Four Strategies for Becoming a Great Attending

My first six months as an attending were frightening. I would drive to my shifts with the radio on, but I couldn’t really enjoy it. I was thinking about all the things that could go wrong. The truth was I didn’t know if I could handle the unknown. I was hypersensitive to the idea that a lot of the hospital didn’t respect emergency physicians. Medical intelligence was “altitude dependent,” and we were in the basement.

I took this fear and sensitivity and decided to go upstairs to the floors. It was a way to soothe my fear about the care I had provided to patients, but it was also my small, personal mission to change the rest of the hospital’s perception about emergency physicians. It’s all too easy to stay within the four walls of the emergency department as a new attending, but that just plays into the perception of emergency docs as just shift workers who only triage people before the “real” physicians take over.

Once a month, I would pick a patient I had admitted the day before, whose disease process I was interested in or concerned about, and I would go check on him.

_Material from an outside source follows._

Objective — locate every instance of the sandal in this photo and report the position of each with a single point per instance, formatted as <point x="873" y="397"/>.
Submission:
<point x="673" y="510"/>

I was ostensibly checking on the patient, but I would also say hi to the nurses and attendings who were rounding, and introduce myself to everyone I could. At first they were visibly shocked to see an EP caring for someone out of his natural zone. But after that shock, my visits were always received in a hugely positive way. It showed the rest of the hospital staff that emergency physicians don’t just triage people; we are physicians who care about patients, just like them.

Eventually, after many years of encouraging other new attendings to follow this practice, I gave it a name, and it’s one of four strategies I advocate for surviving the first few months at a new job.

Practice Door-to-Floor

Rotations as a resident led you to work alongside the orthopedist, the OB/GYN, the internist. As an attending, you need to go out of your way to develop those relationships. You don’t want staff on the floor to simply say, “Oh, here’s another Ulmer patient.” Don’t be a faceless name on the H&P.

Once a month, check on a patient you admitted from your last shift, and take it as an opportunity to meet other clinicians. You will build new relationships and learn about interesting cases, and you’ll also get the thing that a lot of EPs don’t realize they miss: continuity of care.

Chart in the Lounge

Another strategy I encourage is to walk down the hall to the physician’s lounge and finish your charting there, as opposed to doing it in the ED. A stationary EM attending immediately becomes the ECG reader! Rather than being distracted by constant ECGs, go chart somewhere you can build a meaningful relationship with someone outside the ED.

Show Up 15 Minutes Early

Do your socializing, say hi to the charge nurse, make sure your badge is working, and get logged in before your shift starts. The minute your shift starts, you should be ready to see a patient, not fiddling with the log-in. This is an important courtesy to the physician you’re relieving. If I’m finishing up my shift and you’re starting at 3 p.m., I want you to be able to see a patient right at 3, not 3:15. More than being respectful to your colleagues, though, making sure you’re ready to go on the minute is also about ensuring there is no gap in patient care.

Thank Everybody

Finally, make a point to thank absolutely everybody who contributes to the functioning of the ED. This includes the nurses, most obviously, to the x-ray techs to security to the housecleaning staff. Everybody needs to know he is valued. Many times, I’ll be caring for a patient and housekeeping comes in to take out the trash, and they apologize for getting in the way. I always tell them no, don’t apologize, and thank them for what they’re doing. After all, if rooms don’t get clean, we can’t put patients in them.

This gratitude will come back to you in spades because everyone ultimately interacts with your patients, and whether it’s a housekeeper or a nurse, you want those people to tell your patient, “You’ve got a great doctor looking after you today.”